In Praise of Impurity: On Literary Interviews

by Thomas E. Kennedy, Contributing Editor


The purist will insist that a book, a poem, a story, an essay must stand alone once its author has gone public with it. The purist wants no apology, no explanation. The purist of the purists don’t even want a bio note or a photo.

I’m not a purist. I’m not even pure. If I’m pure at anything, it is at being purely impure. And when it comes to literature, I crave all those extras—the footnotes, the prefaces, the introductions, the afterwords, the bio notes, the photos, even the blurbs, and the quotes from the reviews. All of it continues to hold me in its spell; even if wanting more than only the poem or the story itself might seem beside the point, I will continue to want more. I will eat the poem and the commentary, too, gobble down the bio notes and proceed to the photos, peering intently at the reflected faces of the authors for whatever else I might find there.

And I’m crazy about interviews, too. I’m crazy about reading interviews and love to be interviewed as well. I love to hear authors talk about everything from what kind of pencils they write with, to what they read, to where they best like to sit when they write, to whether they write drunk or sober or high or in between, to whether they have sex when working on a novel. (Hemingway claimed that he didn’t because the same motor was involved in both activities—poor Papa!)

I want to hear it all! Just like Eliot’s Lazarus come back from the dead to tell us all—I’m all ears! Tell me, Lazarus! Tell me every single detail!

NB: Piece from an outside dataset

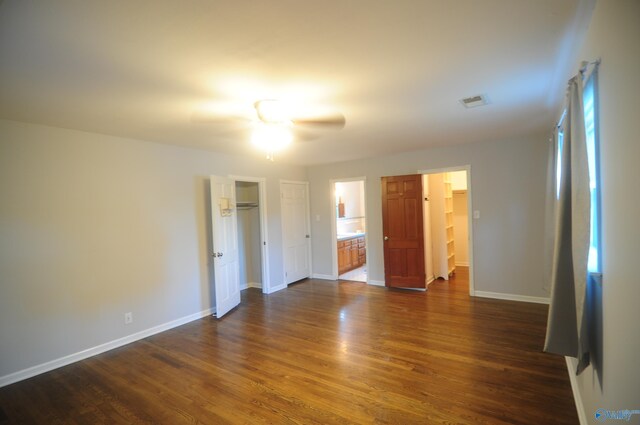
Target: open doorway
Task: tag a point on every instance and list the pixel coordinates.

And in this age when people no longer write letters, I believe that interviewers fill a gaping need by getting authors to go on record with their thoughts about their art, their thoughts during the process of creating their art, the extra-literary factors that impact upon the literary factors. How much they get paid—or how little. Whether they’re involved in choosing the covers of their books. Whether they seek advice from writer friends, from lovers. Whether they listen to music when they write—and if so, which music. Whether they write everyday and for how long. I want to hear it all!

So I am here to praise the interviewers—the John Griswolds (OronteChurm.com), the Derek Algers (www.PifMagazine.com)—all the great interviews that appear in all the great literary magazines—the Writers Chronicle interviews, the Paris Review series, the Glimmer Train series—and indeed the interviews that appear in text or via links in the new issue of Serving House Journal—Issue 2 includes interview extras with Terese Svoboda, Jeff Lindsay, Mathias B. Freese, Walter Cummins and Laura McCullough.

Come to think of it, there’s also a great one by John Griswold with Duff Brenna to which there is a link from the new issue. The occasion for that interview is the republication, by New American Press, of Brenna’s second novel, The Holy Book of the Beard—a novel wildly praised throughout the United States when it first appeared nearly fifteen years ago and which should never have been allowed to go out of print.

Praise to Griswold for showcasing it on his blog! Praise to all the interviewers!

I just can’t get enough of this holy impurity!